Ti cambio il nome. Alla vigilia delle audizioni per la conferma dei commissari di Francia, Ungheria e Romania, e mentre si aspetta che gli inglesi propongano un nome perché sono ancora dentro all’Unione europea e hanno diritto a un commissario, la presidente della Commissione, Ursula von der Leyen, ci ha ripensato: la “european way of life” non si dovrà “proteggere” ma “promuovere” – e Paolo Gentiloni avrà, oltre alle competenze già definite dell’Economia, anche il raggiungimento degli obiettivi di sviluppo sostenibile dell’Onu dentro all’Ue, che erano del lettone Valdis Dombrovskis. I job title sono stati aggiustati, non erano mai piaciuti per davvero, e soprattutto lo stile di vita europeo e la sua protezione avevano creato un malumore via l’altro. La von der Leyen ci ripenserà, dicevano tutti, chi augurandoselo chi pretendendolo. Il commissario titolare di questo portafoglio, il greco Margaritis Schinas, si era inoltrato, giusto un paio di giorni fa, nel difficile terreno del: che cos’è questo stile di vita europeo? In sintesi, secondo Schinas: “Non smettere di parlarsi, di coinvolgersi indipendentemente dalle proprie origini, dalla nazionalità, dalla fede religiosa”. E pensare che lui voleva soltanto occuparsi di immigrazione.

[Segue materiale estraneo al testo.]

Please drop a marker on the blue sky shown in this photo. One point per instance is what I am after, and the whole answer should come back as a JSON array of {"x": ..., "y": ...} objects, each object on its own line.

A Berlino c’è un Ronald Reagan di bronzo che guarda la Porta di Brandeburgo: bisogna mettersi in punta di piedi per vederlo
La statua di Brandeburgo. Abbiamo festeggiato la caduta del Muro di Berlino. Abbiamo festeggiato Gorbaciov, i picconi, le trabant, abbiamo festeggiato le parole pronunciate per errore, gli Scorpions e Lech Walesa che da Danzica sembrava prendere a sassate quel Muro. Abbiamo festeggiato la libertà, ma si è sentita un po’ l’assenza di quella persona che, proprio nel nome della libertà, appena arrivò a Berlino e per la prima volta vide quell’orizzonte di cemento provò un senso di ingiustizia fortissimo: abbiamo sentito la mancanza di Ronald Reagan. Tra l’ex presidente americano e Berlino c’è una relazione complicata, lui amava quella città divisa a metà, ma la città ha sempre risposto con gratitudine algida e per anni ha resistito al suggerimento dei diplomatici americani di costruire una statua in onore di Reagan e del suo: “Mister Gorbaciov, tear down this wall”. La città aveva acconsentito a porre una targa commemorativa vicino al punto in cui Reagan nel 1987 pronunciò il discorso, ma non si era mai spinta oltre. Una parlamentare dei Verdi ha detto al Wall Street Journal che ci sono tanti presidenti americani che potrebbero essere celebrati, mica soltanto lui. Washington, stanca di chiedere, ha preso una decisione e ha commissionato, assieme alla Fondazione Reagan, la realizzazione di una statua in bronzo alta due metri che è stata installata sulla terrazza dell’Ambasciata americana. Il presidente tiene in una mano il suo discorso e, come quel giorno, guarda la Porta di Brandeburgo, purtroppo non dal suolo berlinese, ma da quello americano. Ma sporgendosi un po’, in punta di piedi come a cercare un bacio, il Reagan di bronzo si vede anche dalla strada.